Muunray 12-22-2011 01:14 PM

normal is wayyy fun!

KarrieJay 12-22-2011 01:17 PM

I've never thought about it before but......yeah. Feeling "normal" still seems new and exciting to me. I'm only four months into recovery and the darkness of my alcoholic life is still quite fresh in my mind, so it's still easy to make the comparison between how I felt then and how I feel now. It's as different as night and day.

I guess the time will come when this will seem normal. I worry sometimes that I'll become complacent when that happens.

MycoolFitz 12-22-2011 02:06 PM

Ain't it a kick in the ass? Tao might say you can't have the day without the night, having just seen the Xmas Carol I'll say

"He had no further intercourse with Spirits, but lived upon the Total Abstinence Principle, ever afterwards; and it was always said of him, that he knew how to keep Christmas well, if any man alive possessed the knowledge. May that be truly said of us, and all of us! And so, as Tiny Tim observed, God Bless Us, Every One!"

mwstylee 12-22-2011 02:34 PM

I'm still getting used to my level of productivity on weekend morings. I used to wake up in the morning, drink, pass out, wake up in the evening, drink, pass out, repeat the next day. It feels extremely abnormal to have done 1 month's worth of chores and errands in just 1 sober morning!!

LoftyIdeals 12-22-2011 02:42 PM

I like this normal post...I am about 4.5 months, and am getting my first glimpses of normal too. Fluidity of thought. Carrying thoughts out into action. Remembering what I went into the room for. Simple stuff like that! :)
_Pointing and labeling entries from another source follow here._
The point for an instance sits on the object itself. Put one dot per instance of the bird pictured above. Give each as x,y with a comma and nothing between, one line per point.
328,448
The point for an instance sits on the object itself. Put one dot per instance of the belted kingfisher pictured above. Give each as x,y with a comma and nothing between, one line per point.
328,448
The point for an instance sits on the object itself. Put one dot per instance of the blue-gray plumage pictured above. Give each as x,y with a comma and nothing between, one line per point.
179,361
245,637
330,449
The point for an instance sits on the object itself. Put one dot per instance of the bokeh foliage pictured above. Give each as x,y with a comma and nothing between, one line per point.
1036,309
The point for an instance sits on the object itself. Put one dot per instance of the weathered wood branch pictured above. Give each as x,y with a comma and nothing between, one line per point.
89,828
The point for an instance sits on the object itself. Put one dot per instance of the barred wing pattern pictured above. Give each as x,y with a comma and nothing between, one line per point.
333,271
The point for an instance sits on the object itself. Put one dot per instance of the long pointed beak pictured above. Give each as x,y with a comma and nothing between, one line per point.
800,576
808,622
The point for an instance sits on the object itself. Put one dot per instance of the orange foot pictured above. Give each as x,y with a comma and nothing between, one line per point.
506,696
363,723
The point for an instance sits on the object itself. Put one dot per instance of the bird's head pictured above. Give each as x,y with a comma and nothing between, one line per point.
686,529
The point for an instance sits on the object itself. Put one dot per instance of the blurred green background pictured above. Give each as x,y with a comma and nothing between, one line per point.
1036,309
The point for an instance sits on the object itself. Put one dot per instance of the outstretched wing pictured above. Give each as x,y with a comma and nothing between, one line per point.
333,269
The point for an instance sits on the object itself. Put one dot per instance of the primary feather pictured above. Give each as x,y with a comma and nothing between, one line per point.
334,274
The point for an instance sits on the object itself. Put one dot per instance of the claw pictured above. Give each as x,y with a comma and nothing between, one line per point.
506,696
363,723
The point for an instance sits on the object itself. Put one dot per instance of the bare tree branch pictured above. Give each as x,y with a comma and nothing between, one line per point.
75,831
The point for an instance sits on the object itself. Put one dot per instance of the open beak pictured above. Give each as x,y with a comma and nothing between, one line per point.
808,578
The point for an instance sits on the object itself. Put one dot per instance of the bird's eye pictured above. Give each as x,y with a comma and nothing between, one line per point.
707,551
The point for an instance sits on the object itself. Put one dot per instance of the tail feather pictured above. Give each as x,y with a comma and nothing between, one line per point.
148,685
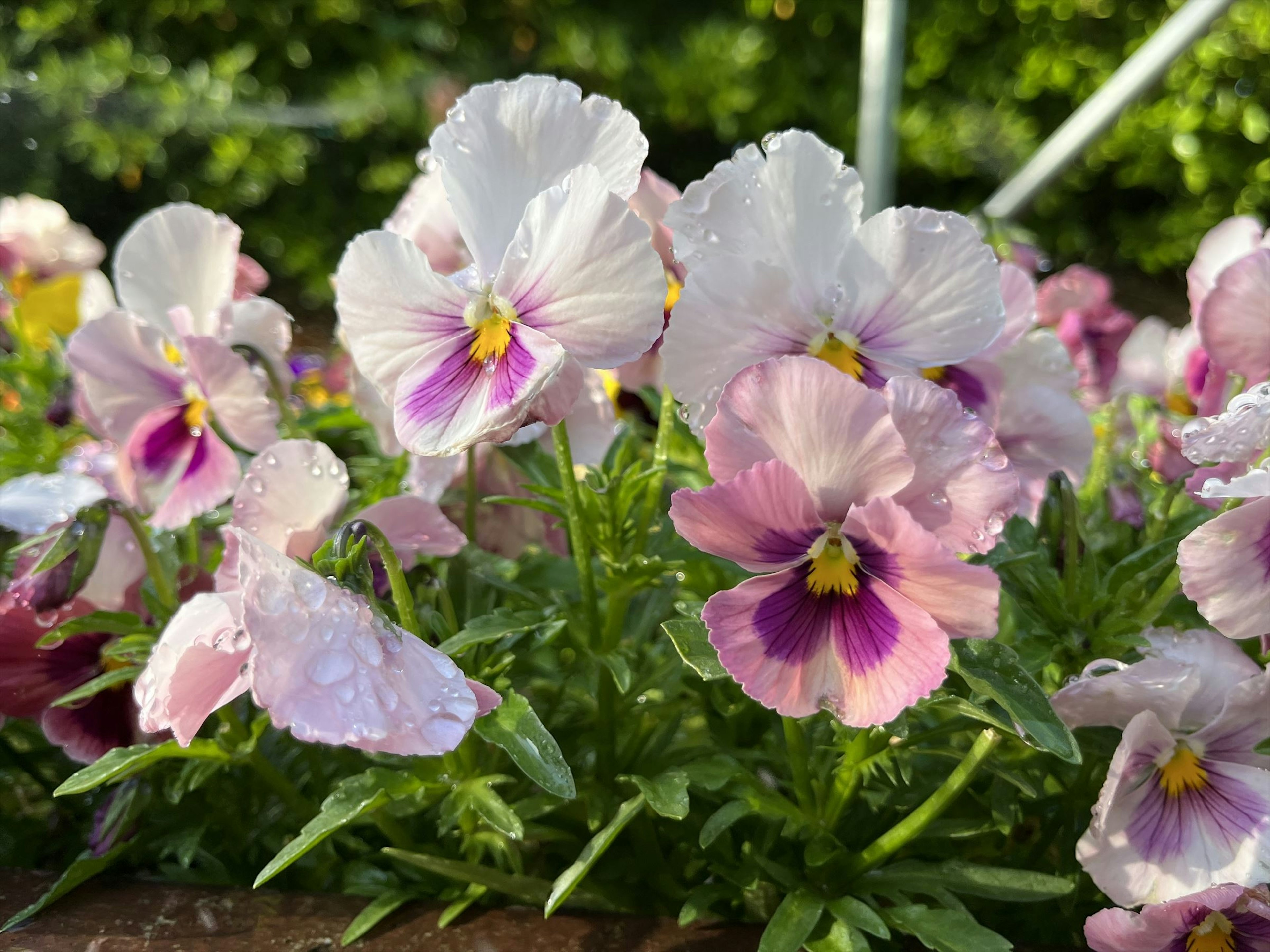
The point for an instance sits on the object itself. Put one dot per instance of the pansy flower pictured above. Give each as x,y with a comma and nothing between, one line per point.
857,601
1187,800
779,263
1227,918
563,273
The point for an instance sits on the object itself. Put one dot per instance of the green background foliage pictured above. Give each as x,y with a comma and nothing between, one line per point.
302,119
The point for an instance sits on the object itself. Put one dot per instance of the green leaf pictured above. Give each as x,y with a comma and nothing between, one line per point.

KarrieJay 12-22-2011 02:47 PM


Originally Posted by mwstylee (Post 3214567)
I'm still getting used to my level of productivity on weekend morings. I used to wake up in the morning, drink, pass out, wake up in the evening, drink, pass out, repeat the next day. It feels extremely abnormal to have done 1 month's worth of chores and errands in just 1 sober morning!!

I know exactly what you mean!

I noticed the increased productivity within three days of sobriety, when I actually went into the garden and did all the planting and weeding I'd been meaning to do for months. It occurred to me then that when I was drinking, I didn't do anything apart from the bare minimum required to enable me to appear "normal" at work and to the rest of the outside world. So I managed to get the washing and ironing done each week, I managed to shop for groceries and I got myself to work most of the time. But that was pretty much it. The rest of my time was dedicated to drinking.
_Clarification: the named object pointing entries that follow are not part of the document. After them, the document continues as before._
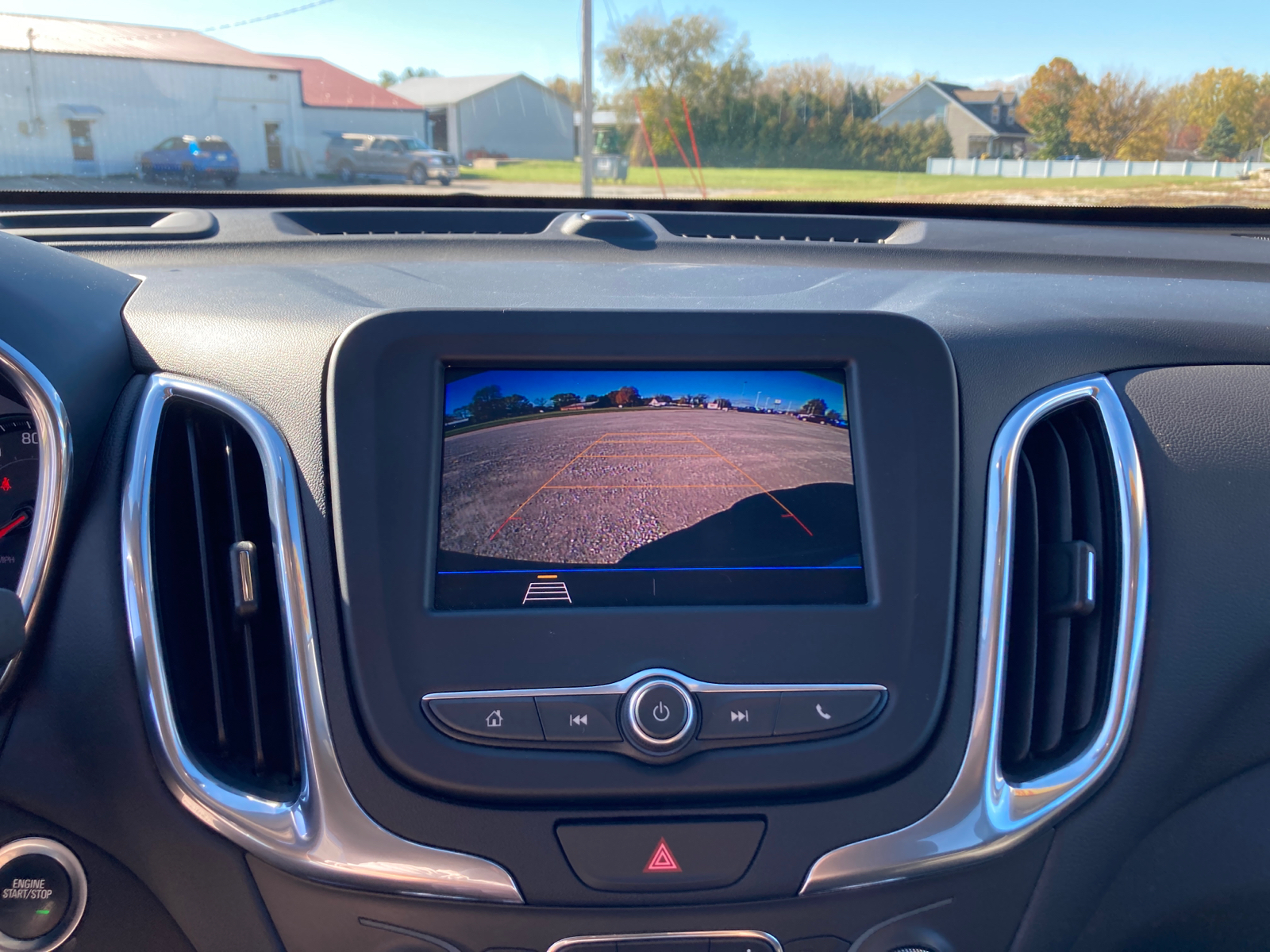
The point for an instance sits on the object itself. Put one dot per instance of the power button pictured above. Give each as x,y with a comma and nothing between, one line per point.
660,716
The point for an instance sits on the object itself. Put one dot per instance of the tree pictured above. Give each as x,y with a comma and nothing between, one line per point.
391,79
516,405
567,88
487,404
649,52
1122,117
1045,108
1231,93
1222,140
657,61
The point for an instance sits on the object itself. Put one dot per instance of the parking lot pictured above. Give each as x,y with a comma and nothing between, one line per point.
594,488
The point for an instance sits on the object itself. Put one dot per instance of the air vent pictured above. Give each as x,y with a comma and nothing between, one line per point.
1064,593
220,622
778,228
421,221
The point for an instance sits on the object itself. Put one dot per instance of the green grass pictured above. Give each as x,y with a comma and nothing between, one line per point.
825,184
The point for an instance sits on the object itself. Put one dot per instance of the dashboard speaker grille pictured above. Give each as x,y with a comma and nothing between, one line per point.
220,621
1064,593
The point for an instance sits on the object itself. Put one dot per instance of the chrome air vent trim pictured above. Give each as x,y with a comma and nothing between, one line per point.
983,814
55,473
324,835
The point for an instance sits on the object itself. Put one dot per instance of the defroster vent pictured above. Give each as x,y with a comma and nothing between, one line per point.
220,621
1064,593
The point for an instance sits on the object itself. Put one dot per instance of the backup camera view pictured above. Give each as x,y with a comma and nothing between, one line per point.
647,488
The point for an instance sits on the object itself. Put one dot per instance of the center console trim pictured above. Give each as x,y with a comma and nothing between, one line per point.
983,814
622,687
667,936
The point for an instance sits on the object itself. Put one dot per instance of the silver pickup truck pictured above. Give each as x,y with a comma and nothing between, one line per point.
389,156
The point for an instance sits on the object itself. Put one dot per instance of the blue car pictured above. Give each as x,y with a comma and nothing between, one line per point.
190,159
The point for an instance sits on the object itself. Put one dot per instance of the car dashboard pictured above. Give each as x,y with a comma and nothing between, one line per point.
340,630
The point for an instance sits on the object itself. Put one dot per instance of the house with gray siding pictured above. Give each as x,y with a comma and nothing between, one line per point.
979,121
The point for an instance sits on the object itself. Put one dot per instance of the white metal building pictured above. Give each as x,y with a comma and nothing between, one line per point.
510,114
87,98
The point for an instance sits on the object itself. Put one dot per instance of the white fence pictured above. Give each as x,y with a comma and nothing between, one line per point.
1085,168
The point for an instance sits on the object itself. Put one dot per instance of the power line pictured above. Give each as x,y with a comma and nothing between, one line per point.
267,17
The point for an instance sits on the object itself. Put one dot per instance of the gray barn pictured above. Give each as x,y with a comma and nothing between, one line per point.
508,113
979,121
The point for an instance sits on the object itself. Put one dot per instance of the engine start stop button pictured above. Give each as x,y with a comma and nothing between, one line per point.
35,896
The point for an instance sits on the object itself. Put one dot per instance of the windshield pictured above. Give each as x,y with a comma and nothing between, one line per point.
1145,105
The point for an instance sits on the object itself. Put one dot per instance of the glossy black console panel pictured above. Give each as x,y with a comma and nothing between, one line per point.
384,428
979,911
654,715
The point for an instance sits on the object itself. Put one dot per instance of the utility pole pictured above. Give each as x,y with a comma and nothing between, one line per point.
586,137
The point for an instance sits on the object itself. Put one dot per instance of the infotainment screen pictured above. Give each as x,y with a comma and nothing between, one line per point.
584,488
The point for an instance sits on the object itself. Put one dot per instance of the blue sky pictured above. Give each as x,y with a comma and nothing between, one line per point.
791,387
1166,38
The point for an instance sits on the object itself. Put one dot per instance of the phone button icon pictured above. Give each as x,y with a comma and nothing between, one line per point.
823,710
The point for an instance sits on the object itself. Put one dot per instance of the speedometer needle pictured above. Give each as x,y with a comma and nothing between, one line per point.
14,524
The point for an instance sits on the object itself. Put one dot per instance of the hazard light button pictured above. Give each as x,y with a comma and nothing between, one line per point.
660,857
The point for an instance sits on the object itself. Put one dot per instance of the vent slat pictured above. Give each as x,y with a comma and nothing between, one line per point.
1089,526
248,647
1062,594
215,571
214,655
1024,611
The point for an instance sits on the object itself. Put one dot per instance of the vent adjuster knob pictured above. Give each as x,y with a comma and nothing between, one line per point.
244,573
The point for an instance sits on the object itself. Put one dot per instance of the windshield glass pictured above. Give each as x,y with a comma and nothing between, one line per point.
813,102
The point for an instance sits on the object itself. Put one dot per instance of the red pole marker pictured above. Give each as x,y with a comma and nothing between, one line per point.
692,136
686,163
662,860
649,144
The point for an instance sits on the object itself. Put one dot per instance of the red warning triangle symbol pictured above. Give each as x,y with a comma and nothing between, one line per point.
662,860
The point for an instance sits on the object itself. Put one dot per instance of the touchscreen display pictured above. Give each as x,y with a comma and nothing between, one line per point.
583,488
These days, there aren't enough hours in the day sometimes to do all the things I want to.

Itchy 12-22-2011 03:30 PM

Here we can be ourselves and speak and discover and share with no fear of judgment. The power of SR is the power of common bonds and shares. That is powerful in all situations. And not just being an alcoholic. But we have to be willing to change.

Being sober does bring some surprising rewards and possibilities we may have forgotten. Or worse, gave up on.
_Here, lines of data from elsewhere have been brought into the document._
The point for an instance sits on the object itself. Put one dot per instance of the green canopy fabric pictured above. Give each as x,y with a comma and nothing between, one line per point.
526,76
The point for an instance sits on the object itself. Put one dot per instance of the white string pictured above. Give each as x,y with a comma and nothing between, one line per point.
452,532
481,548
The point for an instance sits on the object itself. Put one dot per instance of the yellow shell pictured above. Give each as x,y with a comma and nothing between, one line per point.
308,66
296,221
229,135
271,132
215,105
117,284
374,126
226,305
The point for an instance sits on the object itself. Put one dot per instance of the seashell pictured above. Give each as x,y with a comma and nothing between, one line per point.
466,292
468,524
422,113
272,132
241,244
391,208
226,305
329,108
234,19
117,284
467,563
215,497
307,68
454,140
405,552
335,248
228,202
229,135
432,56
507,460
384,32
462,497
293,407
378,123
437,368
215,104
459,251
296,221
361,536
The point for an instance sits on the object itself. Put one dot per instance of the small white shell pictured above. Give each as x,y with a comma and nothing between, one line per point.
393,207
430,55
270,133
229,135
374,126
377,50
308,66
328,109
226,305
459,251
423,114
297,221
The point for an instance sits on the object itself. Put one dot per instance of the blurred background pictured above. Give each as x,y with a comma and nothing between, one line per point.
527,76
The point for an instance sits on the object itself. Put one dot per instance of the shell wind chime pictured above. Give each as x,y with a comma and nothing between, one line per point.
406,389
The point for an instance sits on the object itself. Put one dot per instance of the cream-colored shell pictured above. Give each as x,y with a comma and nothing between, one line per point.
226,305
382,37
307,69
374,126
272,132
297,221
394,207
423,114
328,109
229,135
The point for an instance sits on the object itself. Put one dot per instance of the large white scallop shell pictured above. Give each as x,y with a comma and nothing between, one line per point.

Remember in Matrix the guy that wanted to go back to the tanks and did not want to handle the real world? There will always be those. We learn to adapt to the norms and enjoy reality more having lost it for a bit.

MycoolFitz 12-22-2011 04:08 PM


Originally Posted by Itchy (Post 3214615)
Here we can be ourselves and speak and discover and share with no fear of judgment. The power of SR is the power of common bonds and shares. That is powerful in all situations. And not just being an alcoholic. But we have to be willing to change.

Being sober does bring some surprising rewards and possibilities we may have forgotten. Or worse, gave up on.

Remember in Matrix the guy that wanted to go back to the tanks and did not want to handle the real world? There will always be those. We learn to adapt to the norms and enjoy reality more having lost it for a bit.